Representatives of Nigeria’s Ikwerre indigenous community of the Niger Delta region have described primitive conditions and poverty faced by the community, whose lands and environment have been polluted by years of oil and gas exploitation. Far from ushering in an age of prosperity, damage to the Ikwerre lands, discrimination and failure to compensate or assist the community, has left them in a ‘nightmarish’ situation in which many live on an income below one dollar a day. The Ikwerre have called upon the government to live up to its responsibilities to protect their rights.

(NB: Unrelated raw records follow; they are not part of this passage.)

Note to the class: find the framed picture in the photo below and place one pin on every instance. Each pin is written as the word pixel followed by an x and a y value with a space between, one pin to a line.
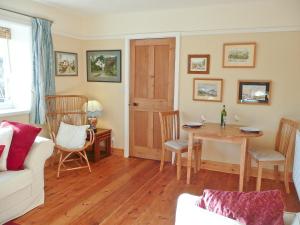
pixel 254 92
pixel 208 89
pixel 103 66
pixel 66 64
pixel 237 55
pixel 198 64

Representative of the Ikwerre Movement for Justice, Modestus Achinonu, spoke of conditions faced by the community ‘akin to that of the stone age’, in his account of how the Ikwerre had suffered from the effects of the oil and gas industry on their lands since 1957. He spoke of damaged farmlands and polluted rivers and drinking water, and a lack of basic social amenities including electricity. Few if any tangible benefits from the multi-million dollar industry had been seen by the Ikwerre, which has in fact been left struggling to sustain itself from the damaged land and rivers.

Many of the Ikwerre are unemployed and have been discriminated against even in employment in the oil and gas industry itself, which dominates the Ikwerre landscape and has proved so destructive. Mr Achinonu highlighted daunting socio-economic circumstances and neglect and failure by the government in providing necessary infrastructural facilities to support the needs of the communities resulting in a ‘state of despondency and a collective sense of doubt in our ability to sustain ourselves’. According to the Ikwerre Movement for Justice, the government has failed to live up to its responsibilities under the Declaration on Minorities and other international human rights standards that it has ratified.

The Ikwerre Movement for justice asked the government for ‘rights, justice and fair play’ in its recommendations that Ikwerre people be allowed to participate in the control of their resources and be consulted in decision making concerning development in Ikwerre land. It suggested as a practical measure that parents in every family of the Ikwerre community should receive a payment on monthly basis either by the government or the oil company operators, to help augment their living. Further recommendations called for the urgent provision of electricity, improved standards of education, employment opportunities for the young people, and the provision of internationally certified healthcare.